Spondylolisthesis, Scoliosis, and Kyphosis
Patients with misalignment of the spine and instability may benefit from spinal fusion. Some of these patients have long-standing spondylolisthesis, a situation in which one vertebra slips onto the next, which results in progressive nerve root compression. If symptoms do not improve with pain management or physical therapy, complex spine surgery with implantation of screws and rods may be considered. Our experience has shown significant improvement of pain and return to normal activities in a majority of patients. Hospital stays of a few days are needed to control post-operative pain. NENA specialists also treat spinal deformities such as scoliosis (abnormal spine curvature when looking from the front), and kyphosis (abnormal spine curvature when looking from the side).
Spinal cord tethering is a congenital condition that may present in adults. Patients may complain of back pain, leg pain or weakness, balance problems, progressive scoliosis, and bladder or bowel incontinence. MRI of the lumbar spine will show the spinal cord in an unusually low position. We treat this condition with lumbar laminectomy and cutting of the structure that is pulling down the spinal cord.
Peripheral Nerve Surgery
We perform surgeries that relieve the symptoms caused by the compression of the nerves in the wrist (carpal tunnel syndrome) or elbow (ulnar neuropathy). Patients usually present with pain, numbness, weakness or muscle atrophy. NENA neurologists confirm the diagnosis with EMG. These surgeries are done under local anesthesia with light sedation. Patients are discharged on the same day. We also remove tumors of the nerves such as neurofibromas and schwannomas.
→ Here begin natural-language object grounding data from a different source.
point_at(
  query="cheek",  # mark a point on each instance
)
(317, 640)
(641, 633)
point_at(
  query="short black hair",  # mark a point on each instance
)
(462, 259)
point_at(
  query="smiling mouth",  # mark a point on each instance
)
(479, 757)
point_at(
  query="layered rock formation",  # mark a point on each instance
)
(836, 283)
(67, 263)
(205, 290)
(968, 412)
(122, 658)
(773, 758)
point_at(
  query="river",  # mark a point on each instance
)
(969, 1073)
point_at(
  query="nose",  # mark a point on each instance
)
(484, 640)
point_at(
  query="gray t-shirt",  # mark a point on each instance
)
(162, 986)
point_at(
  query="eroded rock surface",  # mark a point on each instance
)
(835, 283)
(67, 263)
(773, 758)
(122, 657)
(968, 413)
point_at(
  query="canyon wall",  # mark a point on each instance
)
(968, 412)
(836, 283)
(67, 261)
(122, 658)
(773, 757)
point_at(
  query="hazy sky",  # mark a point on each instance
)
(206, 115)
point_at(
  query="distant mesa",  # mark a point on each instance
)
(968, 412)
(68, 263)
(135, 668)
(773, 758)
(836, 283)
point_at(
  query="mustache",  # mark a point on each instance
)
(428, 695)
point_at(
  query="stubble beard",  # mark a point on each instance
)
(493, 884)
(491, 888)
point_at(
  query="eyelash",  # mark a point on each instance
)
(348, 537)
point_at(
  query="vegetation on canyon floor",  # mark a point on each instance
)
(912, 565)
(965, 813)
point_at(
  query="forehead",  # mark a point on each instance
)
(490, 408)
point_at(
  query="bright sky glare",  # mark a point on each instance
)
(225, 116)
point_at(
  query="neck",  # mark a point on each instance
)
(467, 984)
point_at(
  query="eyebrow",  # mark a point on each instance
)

Surgery for Pain and Spasticity
We understand how pain can adversely affect the quality of life of many patients. We perform many surgeries to alleviate pain arising from a variety of causes. In addition to the spine surgeries, we also perform procedures that help control the pain in cancer patients and those with neuropathic pain. We coordinate with the oncologists and pain specialists to offer the best treatment options for these patients who have intractable pain.
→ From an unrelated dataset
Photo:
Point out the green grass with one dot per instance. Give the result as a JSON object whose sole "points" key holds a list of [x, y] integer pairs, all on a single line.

Cingulotomy involves the lesioning of the cingulate gyrus of the brain to diminish the unpleasant experience of pain. This is done with stereotactic guidance similar to DBS electrode placement. This procedure may benefit some cancer patients with severe pain that is not relieved by medications.
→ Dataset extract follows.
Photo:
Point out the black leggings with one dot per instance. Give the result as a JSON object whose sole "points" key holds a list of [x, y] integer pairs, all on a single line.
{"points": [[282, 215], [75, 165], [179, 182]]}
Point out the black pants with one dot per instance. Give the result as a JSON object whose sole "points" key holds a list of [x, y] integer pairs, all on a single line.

For patients with complex regional pain syndrome or neuropathic pain that is not responsive to medications, spinal cord stimulation may provide sufficient pain relief to allow them to return to normal activities. We work with NENA pain specialists who evaluate potential patients and insert a trial electrode into the epidural space of the spinal canal. The electrode is connected to a generator that sends electrical impulses to stimulate the spinal cord. In patients who obtain good pain relief during the trial, we insert a permanent lead and generator. Patients usually go home on the same day. The stimulator is programmed two weeks after implantation.
We work with the neurologists and physiatrists to care for patients who present with severe spasticity of the arms or legs caused by spinal cord injury or stroke. The spasticity may become quite painful or may hinder rehabilitation. Baclofen injected into the spinal canal may result in better control of the spasticity than oral medications. In patients who respond well to the intrathecal baclofen injection, we insert a catheter into the spinal canal and connect it to a programmable pump that is implanted under the skin. The procedure is done under general anesthesia. Patients are usually discharged on the same day.
Botox injections are also available in the treatment of various forms of spasticity and rigidity, and dystonias.